Lindsay L.

Photograph provided by Lindsay L.

If you’re reading this, there are many people waiting to see you again and they want to help you. People love and support you, no matter what you may think. Thank you for making it this far and let’s see it through together.

I hope by reading this letter, you are able to see the beauty of life and are not afraid to ask for help.

Since I was six years old, I have been an athlete. I went through the typical trial and error of picking which sport I really wanted to do, ranging from soccer, basketball, gymnastics, volleyball and eventually landed on swimming. And thank goodness I did. I joined USA Swimming at 8 years old and I have loved it ever since. Swimming brought passion, dedication and grit to my life that I always wanted to pursue. As I swam through the ranks of my sport, I was 13 when I achieved my first Olympic trials time standard, or “cut” as we say. This moment really skyrocketed my swimming career and put my ability into a more elite category of the sport. As time went on, I went through the college recruiting process and landed on Arizona State and fell in love with the sport all over again. I never lost my love for it, but going to ASU solidified my dedication to swimming and has pushed me to new heights.

As a freshman student-athlete, COVID-19 hit. I was supposed to get on a plane in 2 days to leave for my first ever NCAA Championships when the news broke and NCAAs were canceled, along with everything else in the world. 2020 was a tumultuous year for everyone, but it seemed like everything in my life and world was crumbling. During the summer of 2020, my Mom started developing facial paralysis. Due to the stressors of the world at the time, many doctors believed it to be a simple diagnosis of Bells Palsy. Time passes by and we reach November of 2020. The facial paralysis still has not gotten any better and she developed significant amounts of pain. This is the same month where we discovered my Mom’s only sibling, her brother and my beloved Uncle, had taken his own life. No words serve right to explain the devastation and pain of learning that information. It felt like the world stopped spinning and I was living in a simulation. I couldn’t get out of bed the next day, I couldn’t go do the sport I loved so dearly and I didn’t want to go see anyone who was smiling or laughing. I could not understand how people could be so happy and smiling when something so horrible had just occurred in my life. The reality of it is, the world doesn’t stop. Life carries on. No one else knew about what happened except my inner circle of friends and coaches there to support me.

So I took the next step and went to our weight room to lift at the end of the week with the team. My first outing with people since I found out. When I got there, so many people were there to love me, hug me and support me, but I didn’t feel right. I felt nauseous, shaky and started to see black. I went into my lifting coach’s office and cried. I couldn’t stop. It felt like I couldn’t breathe. I couldn’t see my teammates that I loved so dearly through the confusing pain I was experiencing. My coach took me aside and supported me to go back home and we could try again later.
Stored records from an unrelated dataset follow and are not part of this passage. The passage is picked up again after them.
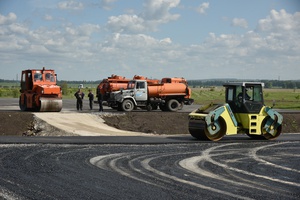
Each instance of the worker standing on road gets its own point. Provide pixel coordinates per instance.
(79, 96)
(91, 99)
(100, 99)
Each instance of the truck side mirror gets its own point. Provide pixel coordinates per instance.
(273, 104)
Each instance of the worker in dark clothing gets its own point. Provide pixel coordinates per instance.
(100, 99)
(91, 99)
(79, 96)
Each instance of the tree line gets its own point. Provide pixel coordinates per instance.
(286, 84)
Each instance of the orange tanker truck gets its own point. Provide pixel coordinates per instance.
(169, 95)
(39, 91)
(115, 83)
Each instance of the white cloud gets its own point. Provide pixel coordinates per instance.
(48, 17)
(107, 4)
(280, 21)
(70, 5)
(239, 22)
(158, 10)
(155, 12)
(11, 17)
(126, 23)
(129, 50)
(203, 7)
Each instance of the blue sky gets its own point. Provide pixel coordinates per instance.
(92, 39)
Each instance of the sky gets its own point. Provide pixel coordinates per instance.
(89, 40)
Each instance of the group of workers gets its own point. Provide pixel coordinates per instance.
(80, 96)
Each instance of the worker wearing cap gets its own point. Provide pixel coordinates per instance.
(79, 96)
(91, 99)
(100, 99)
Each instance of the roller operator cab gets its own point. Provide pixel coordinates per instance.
(243, 112)
(39, 91)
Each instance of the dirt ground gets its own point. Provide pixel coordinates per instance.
(24, 123)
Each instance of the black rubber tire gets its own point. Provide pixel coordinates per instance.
(220, 134)
(127, 105)
(267, 135)
(173, 105)
(23, 107)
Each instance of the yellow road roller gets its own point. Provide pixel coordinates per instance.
(243, 113)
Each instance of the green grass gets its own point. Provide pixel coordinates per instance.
(283, 98)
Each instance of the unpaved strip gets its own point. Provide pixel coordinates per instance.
(83, 124)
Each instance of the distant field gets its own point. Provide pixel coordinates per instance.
(284, 98)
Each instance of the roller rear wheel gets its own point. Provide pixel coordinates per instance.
(271, 132)
(198, 129)
(218, 135)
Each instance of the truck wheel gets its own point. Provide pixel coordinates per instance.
(127, 105)
(173, 105)
(23, 106)
(163, 107)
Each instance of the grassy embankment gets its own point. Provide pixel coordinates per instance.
(284, 98)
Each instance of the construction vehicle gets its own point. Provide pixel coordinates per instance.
(167, 96)
(115, 83)
(39, 91)
(243, 112)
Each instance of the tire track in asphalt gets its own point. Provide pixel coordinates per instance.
(145, 168)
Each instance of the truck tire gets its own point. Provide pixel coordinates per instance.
(127, 105)
(23, 106)
(173, 105)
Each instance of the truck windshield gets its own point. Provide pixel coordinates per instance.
(131, 85)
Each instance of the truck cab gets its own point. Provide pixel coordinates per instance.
(136, 94)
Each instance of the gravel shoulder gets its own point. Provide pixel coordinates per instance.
(91, 124)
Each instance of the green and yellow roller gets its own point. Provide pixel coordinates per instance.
(243, 113)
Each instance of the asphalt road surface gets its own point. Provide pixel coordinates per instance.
(136, 167)
(199, 170)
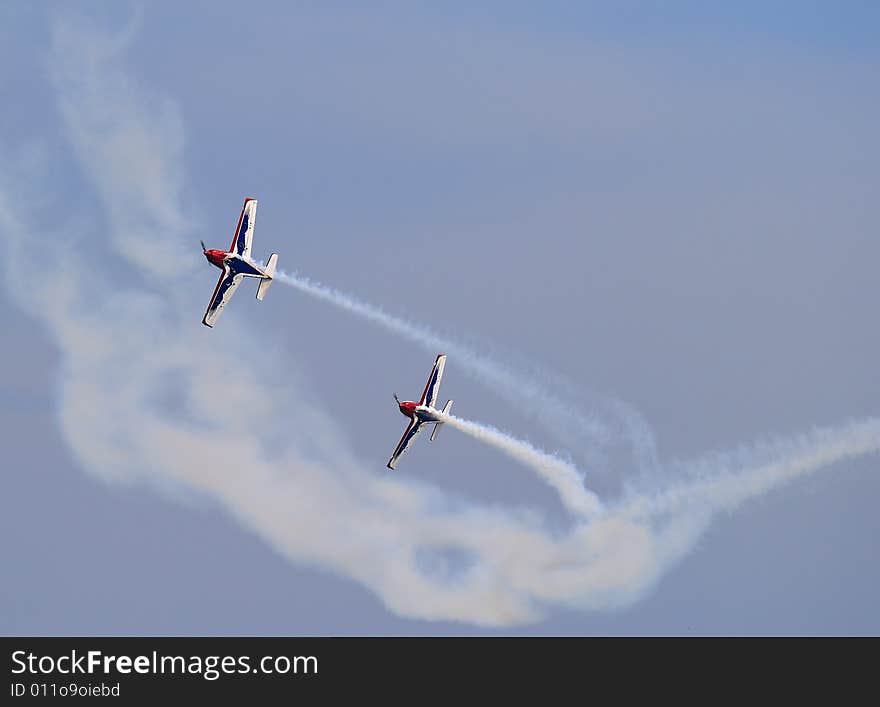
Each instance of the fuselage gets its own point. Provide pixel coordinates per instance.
(224, 259)
(423, 412)
(217, 257)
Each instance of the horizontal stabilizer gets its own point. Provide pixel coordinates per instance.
(263, 287)
(437, 425)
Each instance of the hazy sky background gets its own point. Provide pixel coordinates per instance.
(674, 207)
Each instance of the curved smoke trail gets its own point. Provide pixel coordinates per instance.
(563, 417)
(564, 477)
(304, 489)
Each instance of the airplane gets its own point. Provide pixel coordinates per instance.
(422, 412)
(236, 264)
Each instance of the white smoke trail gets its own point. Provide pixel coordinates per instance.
(563, 417)
(304, 490)
(561, 475)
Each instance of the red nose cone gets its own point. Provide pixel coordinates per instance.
(215, 257)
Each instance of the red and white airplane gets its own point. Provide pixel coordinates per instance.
(236, 264)
(422, 412)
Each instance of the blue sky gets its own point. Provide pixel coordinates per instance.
(664, 217)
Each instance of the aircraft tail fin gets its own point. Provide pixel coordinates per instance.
(436, 429)
(267, 279)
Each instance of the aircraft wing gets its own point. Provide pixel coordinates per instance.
(408, 436)
(432, 387)
(244, 232)
(226, 287)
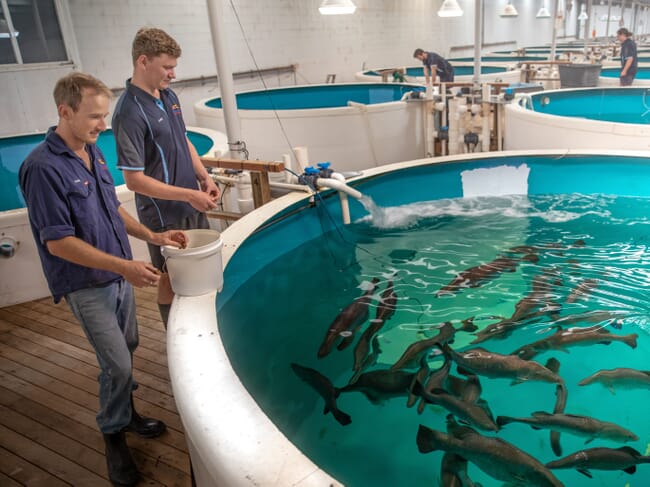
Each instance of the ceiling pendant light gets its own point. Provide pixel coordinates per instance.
(583, 13)
(543, 12)
(450, 8)
(337, 7)
(509, 10)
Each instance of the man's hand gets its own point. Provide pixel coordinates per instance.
(140, 274)
(173, 238)
(201, 201)
(209, 186)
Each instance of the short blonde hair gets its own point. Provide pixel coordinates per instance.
(153, 42)
(69, 89)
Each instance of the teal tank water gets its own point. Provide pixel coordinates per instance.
(320, 96)
(458, 71)
(14, 150)
(587, 246)
(642, 73)
(627, 105)
(499, 59)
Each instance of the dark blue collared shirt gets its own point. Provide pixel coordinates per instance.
(65, 199)
(628, 50)
(444, 69)
(151, 136)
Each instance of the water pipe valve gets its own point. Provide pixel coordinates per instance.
(309, 177)
(8, 246)
(325, 171)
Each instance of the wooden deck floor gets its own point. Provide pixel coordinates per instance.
(48, 400)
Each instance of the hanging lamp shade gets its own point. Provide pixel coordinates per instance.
(583, 13)
(450, 8)
(337, 7)
(509, 11)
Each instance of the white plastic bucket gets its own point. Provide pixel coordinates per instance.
(198, 268)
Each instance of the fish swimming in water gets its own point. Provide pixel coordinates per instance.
(363, 358)
(414, 352)
(494, 365)
(494, 456)
(352, 316)
(571, 423)
(379, 385)
(453, 471)
(325, 388)
(625, 458)
(578, 336)
(582, 290)
(623, 378)
(476, 276)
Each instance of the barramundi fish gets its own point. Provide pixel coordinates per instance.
(325, 388)
(572, 423)
(622, 378)
(496, 457)
(624, 458)
(494, 365)
(348, 320)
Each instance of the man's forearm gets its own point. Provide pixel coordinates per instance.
(134, 227)
(82, 253)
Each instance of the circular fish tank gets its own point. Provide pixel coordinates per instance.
(463, 73)
(354, 126)
(422, 341)
(499, 59)
(28, 281)
(610, 76)
(598, 118)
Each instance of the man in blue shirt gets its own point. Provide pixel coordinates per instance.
(435, 64)
(81, 230)
(173, 189)
(629, 59)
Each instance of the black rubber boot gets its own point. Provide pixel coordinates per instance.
(144, 427)
(164, 313)
(122, 471)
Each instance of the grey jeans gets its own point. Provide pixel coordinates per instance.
(107, 317)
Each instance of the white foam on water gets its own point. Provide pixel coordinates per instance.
(513, 206)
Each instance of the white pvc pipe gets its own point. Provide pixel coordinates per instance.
(345, 204)
(478, 41)
(339, 186)
(226, 83)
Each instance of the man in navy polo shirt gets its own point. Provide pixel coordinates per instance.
(173, 189)
(80, 231)
(435, 64)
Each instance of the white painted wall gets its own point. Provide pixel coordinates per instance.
(280, 32)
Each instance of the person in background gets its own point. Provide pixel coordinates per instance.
(435, 65)
(629, 59)
(160, 164)
(80, 231)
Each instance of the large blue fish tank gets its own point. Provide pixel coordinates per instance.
(495, 225)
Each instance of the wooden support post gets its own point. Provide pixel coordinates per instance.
(261, 188)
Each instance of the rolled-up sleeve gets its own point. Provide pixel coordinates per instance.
(46, 198)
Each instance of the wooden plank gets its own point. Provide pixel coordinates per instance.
(90, 436)
(87, 383)
(75, 346)
(261, 188)
(57, 465)
(7, 481)
(90, 460)
(243, 165)
(79, 399)
(87, 370)
(27, 473)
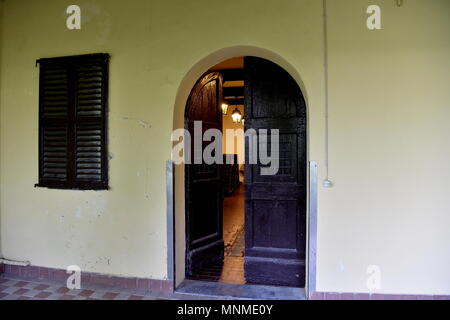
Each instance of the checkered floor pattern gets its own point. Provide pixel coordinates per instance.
(15, 288)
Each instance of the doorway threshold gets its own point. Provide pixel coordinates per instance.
(227, 291)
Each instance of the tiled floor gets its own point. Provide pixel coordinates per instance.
(232, 268)
(15, 288)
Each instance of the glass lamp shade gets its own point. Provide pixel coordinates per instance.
(236, 116)
(224, 109)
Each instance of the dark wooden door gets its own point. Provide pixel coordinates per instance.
(204, 195)
(275, 206)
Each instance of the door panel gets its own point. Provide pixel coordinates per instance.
(204, 235)
(275, 206)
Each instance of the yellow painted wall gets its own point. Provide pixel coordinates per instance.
(1, 43)
(233, 146)
(389, 105)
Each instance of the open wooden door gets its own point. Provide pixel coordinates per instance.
(204, 195)
(275, 206)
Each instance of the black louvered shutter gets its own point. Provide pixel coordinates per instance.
(73, 122)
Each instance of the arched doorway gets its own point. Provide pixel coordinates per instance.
(275, 204)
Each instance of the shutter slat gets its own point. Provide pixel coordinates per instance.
(73, 104)
(55, 91)
(54, 156)
(88, 151)
(89, 91)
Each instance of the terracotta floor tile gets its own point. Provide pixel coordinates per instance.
(110, 295)
(41, 287)
(21, 283)
(43, 295)
(21, 291)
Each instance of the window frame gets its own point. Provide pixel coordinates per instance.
(72, 120)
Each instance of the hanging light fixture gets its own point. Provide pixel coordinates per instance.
(236, 115)
(224, 109)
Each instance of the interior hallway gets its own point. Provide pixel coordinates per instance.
(232, 269)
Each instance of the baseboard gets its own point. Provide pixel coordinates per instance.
(373, 296)
(44, 273)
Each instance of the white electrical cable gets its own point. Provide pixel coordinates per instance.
(14, 262)
(326, 183)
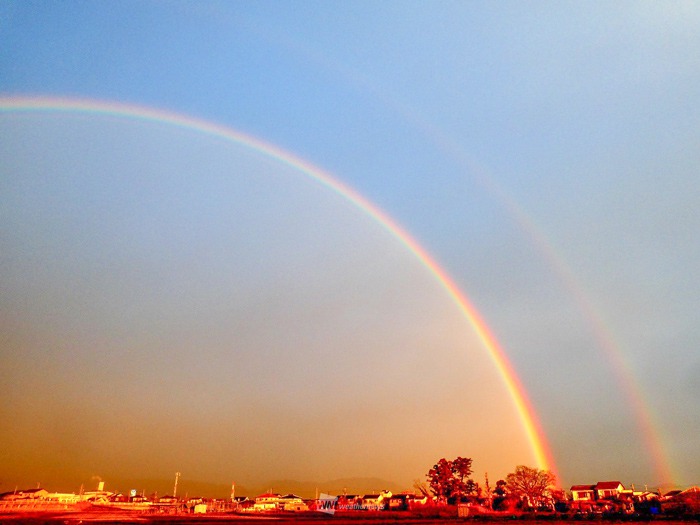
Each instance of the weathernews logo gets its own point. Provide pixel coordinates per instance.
(329, 504)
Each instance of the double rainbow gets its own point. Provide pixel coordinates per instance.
(539, 446)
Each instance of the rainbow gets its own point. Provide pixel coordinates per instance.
(538, 443)
(664, 469)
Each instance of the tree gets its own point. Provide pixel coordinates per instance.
(533, 485)
(450, 479)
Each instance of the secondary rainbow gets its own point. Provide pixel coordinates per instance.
(535, 435)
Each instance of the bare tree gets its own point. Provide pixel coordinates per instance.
(532, 484)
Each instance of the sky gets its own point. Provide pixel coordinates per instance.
(172, 300)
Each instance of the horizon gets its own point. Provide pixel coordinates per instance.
(325, 239)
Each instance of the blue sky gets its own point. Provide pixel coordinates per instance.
(460, 120)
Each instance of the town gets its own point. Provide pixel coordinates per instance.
(604, 499)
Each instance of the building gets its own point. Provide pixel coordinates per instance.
(583, 492)
(608, 489)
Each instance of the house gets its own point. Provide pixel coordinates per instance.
(31, 494)
(608, 489)
(291, 502)
(400, 501)
(266, 502)
(583, 492)
(376, 501)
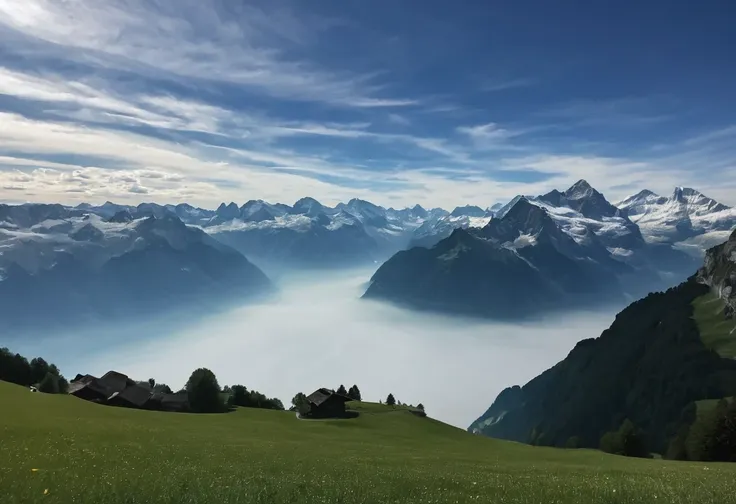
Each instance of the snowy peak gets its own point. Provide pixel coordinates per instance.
(468, 210)
(696, 202)
(580, 189)
(419, 211)
(636, 203)
(687, 217)
(230, 211)
(308, 206)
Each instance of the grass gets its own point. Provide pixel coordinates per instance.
(716, 331)
(707, 405)
(61, 449)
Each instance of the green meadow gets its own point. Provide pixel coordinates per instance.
(60, 449)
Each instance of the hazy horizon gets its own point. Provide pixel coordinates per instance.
(318, 333)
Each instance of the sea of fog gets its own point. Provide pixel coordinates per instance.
(319, 333)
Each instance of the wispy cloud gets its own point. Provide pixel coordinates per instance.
(495, 85)
(209, 41)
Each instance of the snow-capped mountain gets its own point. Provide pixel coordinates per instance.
(310, 234)
(564, 247)
(74, 264)
(441, 225)
(688, 219)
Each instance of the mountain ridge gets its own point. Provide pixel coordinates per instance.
(650, 366)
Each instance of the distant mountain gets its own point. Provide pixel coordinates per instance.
(570, 248)
(649, 367)
(687, 219)
(65, 265)
(440, 225)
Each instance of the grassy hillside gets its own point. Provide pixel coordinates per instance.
(717, 332)
(61, 449)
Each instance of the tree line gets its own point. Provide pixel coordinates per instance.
(206, 396)
(202, 388)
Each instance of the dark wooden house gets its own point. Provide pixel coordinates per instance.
(326, 403)
(178, 402)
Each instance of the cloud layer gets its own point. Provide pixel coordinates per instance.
(215, 101)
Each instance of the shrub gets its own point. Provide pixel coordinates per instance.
(49, 384)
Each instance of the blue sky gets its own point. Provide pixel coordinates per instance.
(398, 102)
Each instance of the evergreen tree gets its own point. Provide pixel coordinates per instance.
(204, 392)
(49, 384)
(627, 440)
(354, 393)
(239, 394)
(39, 370)
(301, 403)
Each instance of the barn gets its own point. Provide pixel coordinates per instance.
(326, 403)
(116, 389)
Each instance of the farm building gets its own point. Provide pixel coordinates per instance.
(116, 389)
(326, 403)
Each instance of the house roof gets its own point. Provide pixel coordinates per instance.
(92, 383)
(133, 394)
(115, 382)
(319, 396)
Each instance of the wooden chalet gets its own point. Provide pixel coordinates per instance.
(116, 389)
(326, 403)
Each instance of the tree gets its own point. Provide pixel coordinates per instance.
(634, 444)
(627, 440)
(240, 395)
(354, 393)
(49, 384)
(611, 443)
(39, 370)
(301, 403)
(203, 392)
(63, 385)
(162, 388)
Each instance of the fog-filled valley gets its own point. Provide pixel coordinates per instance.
(317, 332)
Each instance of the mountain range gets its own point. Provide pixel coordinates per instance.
(561, 249)
(62, 265)
(660, 358)
(533, 254)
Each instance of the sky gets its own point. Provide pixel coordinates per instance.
(397, 102)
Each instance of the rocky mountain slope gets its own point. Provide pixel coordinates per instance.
(687, 218)
(62, 265)
(309, 234)
(649, 366)
(574, 247)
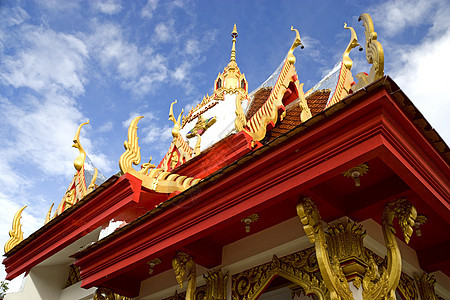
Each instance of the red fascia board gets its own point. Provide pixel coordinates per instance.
(84, 219)
(355, 135)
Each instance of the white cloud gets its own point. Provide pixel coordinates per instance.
(149, 8)
(43, 71)
(109, 7)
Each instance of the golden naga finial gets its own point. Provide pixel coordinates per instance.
(132, 154)
(234, 34)
(16, 234)
(49, 214)
(297, 42)
(348, 63)
(79, 161)
(176, 123)
(374, 50)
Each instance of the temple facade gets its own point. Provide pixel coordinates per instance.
(339, 192)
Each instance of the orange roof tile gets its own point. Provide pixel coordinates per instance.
(316, 103)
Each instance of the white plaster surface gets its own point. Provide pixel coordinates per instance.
(225, 115)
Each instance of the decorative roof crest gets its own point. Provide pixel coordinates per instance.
(297, 42)
(234, 34)
(156, 179)
(176, 122)
(374, 55)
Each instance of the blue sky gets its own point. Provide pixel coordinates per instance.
(64, 62)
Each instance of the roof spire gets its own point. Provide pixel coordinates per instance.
(233, 48)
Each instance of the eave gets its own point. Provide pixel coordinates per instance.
(374, 124)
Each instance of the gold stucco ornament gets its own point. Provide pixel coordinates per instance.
(216, 285)
(153, 178)
(374, 55)
(16, 234)
(184, 267)
(78, 188)
(330, 269)
(176, 122)
(381, 284)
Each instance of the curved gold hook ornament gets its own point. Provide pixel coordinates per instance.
(48, 217)
(330, 269)
(132, 154)
(176, 123)
(16, 234)
(374, 50)
(348, 63)
(297, 42)
(79, 161)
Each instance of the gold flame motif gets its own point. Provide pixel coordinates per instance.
(152, 178)
(79, 161)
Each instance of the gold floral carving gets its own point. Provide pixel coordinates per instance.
(200, 294)
(330, 270)
(374, 55)
(74, 275)
(156, 179)
(176, 122)
(356, 173)
(345, 79)
(107, 294)
(381, 284)
(16, 234)
(407, 288)
(248, 285)
(216, 285)
(184, 267)
(425, 283)
(256, 127)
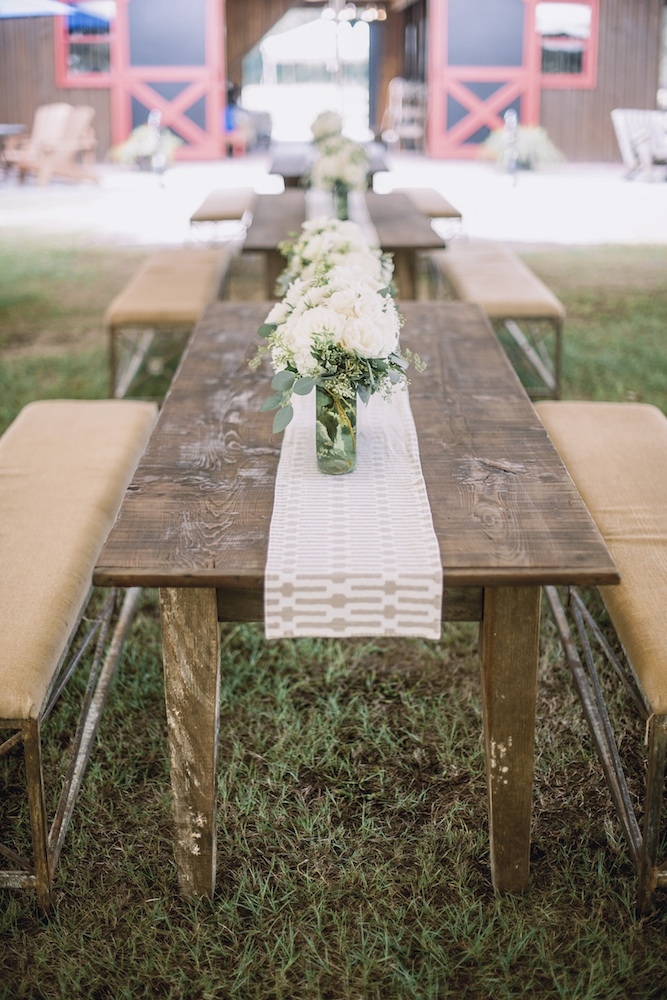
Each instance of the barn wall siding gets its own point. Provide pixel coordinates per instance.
(27, 77)
(578, 121)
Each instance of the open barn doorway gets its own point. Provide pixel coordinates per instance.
(310, 61)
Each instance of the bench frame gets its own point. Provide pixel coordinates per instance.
(642, 835)
(131, 340)
(99, 640)
(526, 339)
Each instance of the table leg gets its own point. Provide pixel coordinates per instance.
(509, 652)
(275, 265)
(191, 654)
(405, 273)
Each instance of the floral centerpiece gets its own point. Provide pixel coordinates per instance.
(324, 243)
(337, 332)
(326, 125)
(340, 166)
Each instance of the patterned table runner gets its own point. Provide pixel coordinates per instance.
(353, 555)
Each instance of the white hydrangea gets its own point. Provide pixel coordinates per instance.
(348, 310)
(326, 243)
(340, 161)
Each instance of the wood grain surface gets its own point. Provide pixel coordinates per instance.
(199, 508)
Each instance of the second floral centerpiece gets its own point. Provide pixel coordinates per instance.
(336, 331)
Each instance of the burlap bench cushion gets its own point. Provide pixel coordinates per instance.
(431, 203)
(499, 281)
(616, 454)
(225, 205)
(171, 288)
(64, 467)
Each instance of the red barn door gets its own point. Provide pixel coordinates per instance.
(482, 62)
(169, 56)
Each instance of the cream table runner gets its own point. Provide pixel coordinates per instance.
(353, 555)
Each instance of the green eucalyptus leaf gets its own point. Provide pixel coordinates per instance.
(282, 418)
(303, 386)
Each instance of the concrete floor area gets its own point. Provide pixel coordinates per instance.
(567, 204)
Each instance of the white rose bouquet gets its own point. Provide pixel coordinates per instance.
(340, 162)
(339, 332)
(324, 243)
(326, 125)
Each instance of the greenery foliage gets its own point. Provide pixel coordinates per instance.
(533, 148)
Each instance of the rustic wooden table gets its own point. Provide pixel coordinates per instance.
(294, 160)
(401, 228)
(195, 523)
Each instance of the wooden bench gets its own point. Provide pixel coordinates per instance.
(511, 295)
(169, 292)
(226, 205)
(616, 454)
(435, 207)
(431, 203)
(64, 467)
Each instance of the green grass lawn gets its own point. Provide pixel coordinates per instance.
(352, 828)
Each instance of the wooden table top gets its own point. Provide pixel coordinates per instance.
(292, 162)
(505, 511)
(399, 225)
(274, 218)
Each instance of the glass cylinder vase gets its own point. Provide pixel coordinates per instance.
(335, 433)
(341, 208)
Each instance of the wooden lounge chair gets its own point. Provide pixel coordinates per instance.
(642, 138)
(64, 467)
(62, 144)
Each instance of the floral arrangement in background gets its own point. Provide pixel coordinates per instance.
(150, 146)
(336, 330)
(326, 125)
(325, 243)
(340, 163)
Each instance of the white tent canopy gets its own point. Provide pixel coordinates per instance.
(33, 8)
(317, 41)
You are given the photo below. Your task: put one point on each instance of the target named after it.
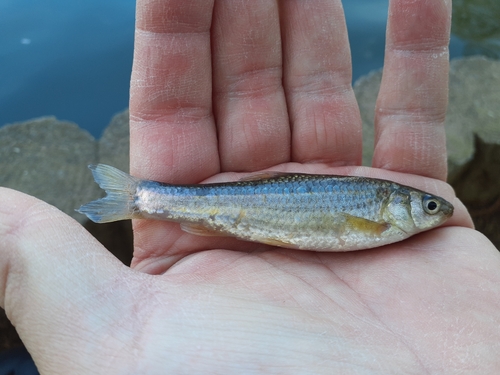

So, Monday rolled around and I tried going to swim practice. It felt like I was on cloud 9 to be back at the place I would consider a safe haven. The pool has always been a place where I can forget about the outside world and focus on my craft and task at hand. That was, until Monday afternoon practice. I made it through warmup with a smile on my face and was ready for our main set. We had 10x400s on a descending interval. I got to number 6 and my Uncle popped into my head. I started going numb. My head felt like a black and white spinning illusion wheel. I couldn’t breathe again and started shaking uncontrollably, which is not helpful when you are trying to pull yourself through a body of water. I looked up at my coach and told him that I didn’t know what was going on but I needed help. He got me to the trainer’s room and my trainer stayed there with me for 2 hours after practice. After she supported me through my struggles, she recommended that I speak with a sport’s psychologist.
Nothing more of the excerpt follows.